Before WILBUR and DENMAN, Circuit Judges, and ST. SURE, District Judge.

DENMAN, Circuit Judge.

This is an appeal from a judgment of the district court in favor of the appellee bank, the taxpayer, in the amount of $1,019.37, with interest and costs, in an action brought by the taxpayer for a refund of a stamp tax assessed against and paid by it upon the transfer of the legal title to certain stocks and securities. These were held by taxpayer, a banking and trust company, as trustee of the many private trusts constituting its trust company business. That business and its trusts were sold to the Bank of America of California, also a banking corporation, in accordance with Section 31 of the California Bank Act.

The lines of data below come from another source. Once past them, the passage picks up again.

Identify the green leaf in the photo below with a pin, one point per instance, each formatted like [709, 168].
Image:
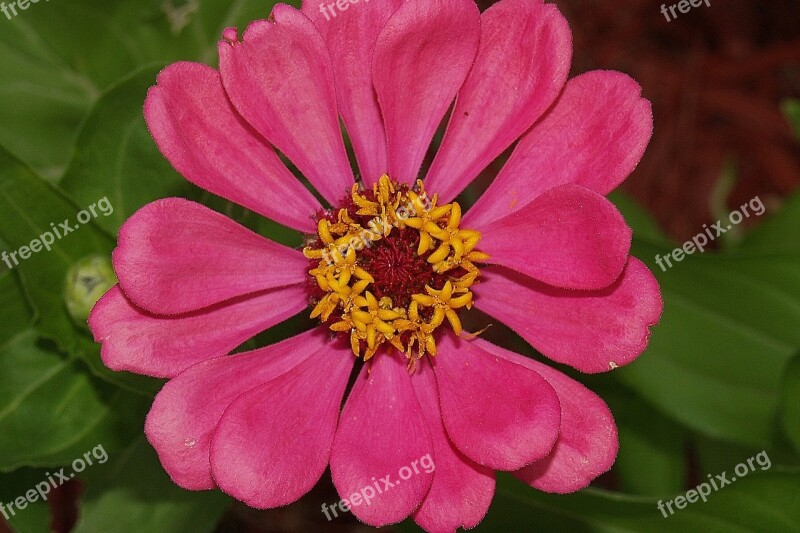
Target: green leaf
[791, 108]
[52, 410]
[764, 501]
[116, 157]
[646, 437]
[131, 492]
[777, 233]
[57, 59]
[34, 208]
[790, 410]
[34, 517]
[716, 360]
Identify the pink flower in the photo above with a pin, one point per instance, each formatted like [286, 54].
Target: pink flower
[390, 267]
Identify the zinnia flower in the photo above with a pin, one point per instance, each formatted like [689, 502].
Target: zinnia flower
[390, 263]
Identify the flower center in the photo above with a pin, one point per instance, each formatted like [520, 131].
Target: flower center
[390, 266]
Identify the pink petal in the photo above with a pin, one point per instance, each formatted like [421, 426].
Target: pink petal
[197, 129]
[281, 81]
[273, 443]
[587, 443]
[186, 412]
[382, 431]
[175, 256]
[522, 64]
[568, 237]
[351, 36]
[592, 331]
[421, 59]
[594, 136]
[497, 413]
[462, 490]
[164, 346]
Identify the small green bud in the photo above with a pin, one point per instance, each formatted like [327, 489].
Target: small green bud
[87, 280]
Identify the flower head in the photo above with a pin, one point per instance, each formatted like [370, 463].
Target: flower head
[390, 262]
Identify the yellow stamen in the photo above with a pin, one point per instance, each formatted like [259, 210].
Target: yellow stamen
[349, 298]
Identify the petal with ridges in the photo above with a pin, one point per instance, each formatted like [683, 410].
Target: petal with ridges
[164, 346]
[587, 443]
[594, 136]
[186, 412]
[422, 57]
[280, 79]
[592, 331]
[199, 132]
[497, 413]
[461, 490]
[175, 256]
[273, 442]
[382, 431]
[351, 36]
[522, 64]
[568, 237]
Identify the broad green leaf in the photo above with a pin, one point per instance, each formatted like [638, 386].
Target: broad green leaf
[35, 516]
[52, 409]
[764, 501]
[716, 360]
[33, 208]
[790, 404]
[15, 313]
[646, 437]
[58, 57]
[131, 492]
[115, 156]
[791, 109]
[778, 233]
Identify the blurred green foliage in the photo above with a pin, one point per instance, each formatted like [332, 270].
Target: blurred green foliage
[719, 383]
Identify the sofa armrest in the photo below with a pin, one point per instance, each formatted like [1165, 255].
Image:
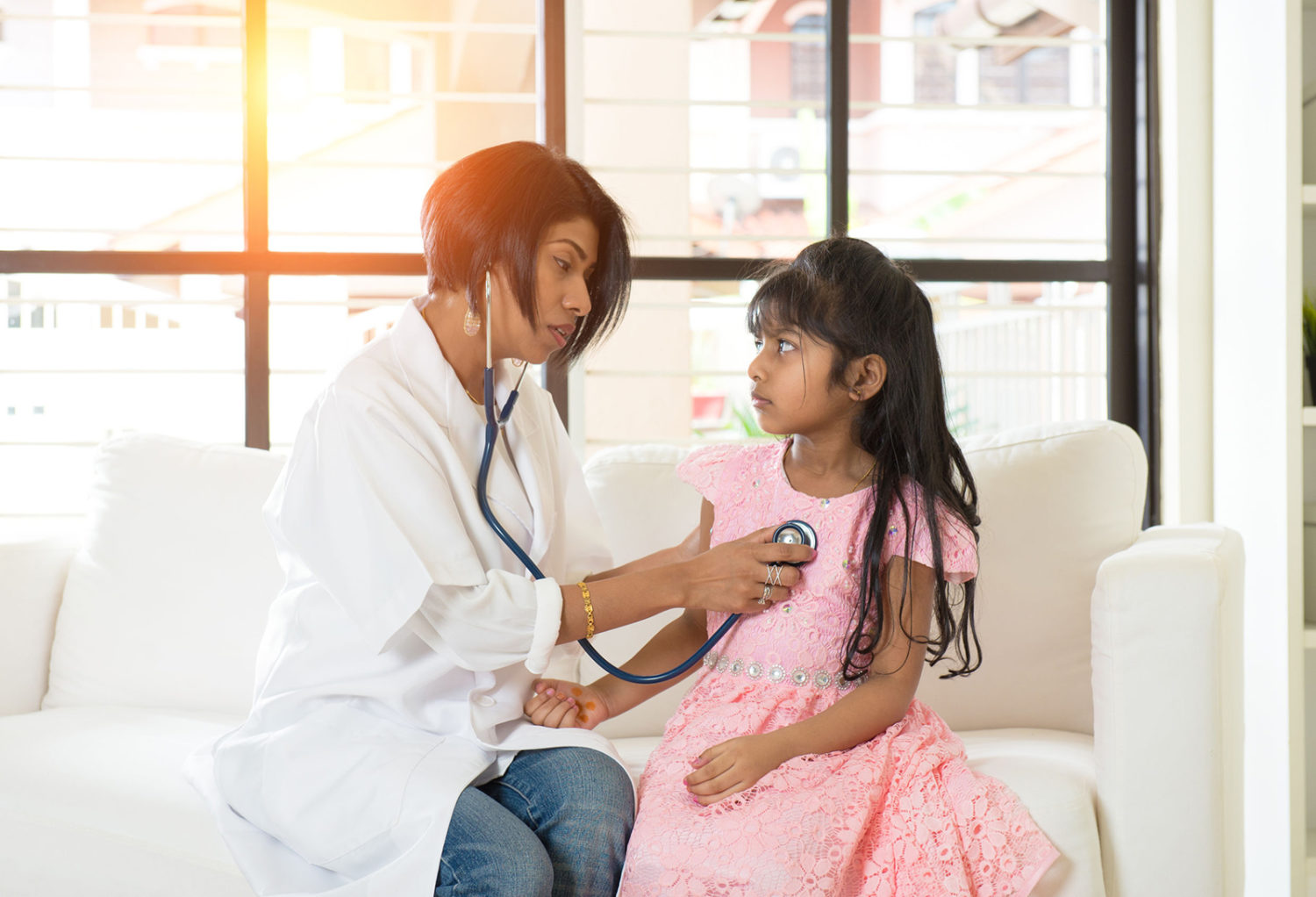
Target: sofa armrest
[1166, 686]
[33, 567]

It is agreed that there was a transfer of the legal title to the shares in the several private trusts.

The tax was assessed and collected under the "transfer of legal title" provision of the Revenue Act of 1926, Title 8, § 800, and Schedule A(3), 44 Stat. 99, 101, 26 U.S.C. A. § 900, it being so stipulated in the following language:

"The tax contested in the amount of $1,042.48, was assessed and collected upon the passing of title of certain stocks from plaintiff as Trustee to Bank of America of California as Trustee. * * *"

Pursuant to Section 31 of the California Bank Act permitting the sale of all of the business of a bank or of all the business of any of its departments, the two banks entered into an agreement of sale and purchase of the business of the taxpayer. The transaction alleged to be taxable concerned the sale of the trust department portion of the taxpayer's business. Since the California Bank Act provides for the sale of such a trust department without the sale of the entire business of the bank, it is the provision for the sale of a trust business with which this litigation is concerned. Primarily to be considered is the provision of the act treating the transfer as by operation of law effected upon the approval of the agreement given by the California state superintendent of banks.

One of appellant's contentions is that the California law governing the transfer between these two corporations of the legal title to the shares in the several private trusts, does not bring the transfer within either of two exempting provisions of Treasury Regulations 71, Art. 35 (h) and (q) promulgated under the Revenue Act of 1926, approved July 7, 1928.[1] They are:

"Art. 35. Sales and transfers not subject to tax. The following transactions are not subject to the tax:

 
* * * * * *

"(h) The transfer of shares or certificates of stock from the name of a deceased or resigned trustee to the name of a substituted trustee appointed in accordance with the terms of the trust agreement, which is a transfer resulting wholly by operation of law.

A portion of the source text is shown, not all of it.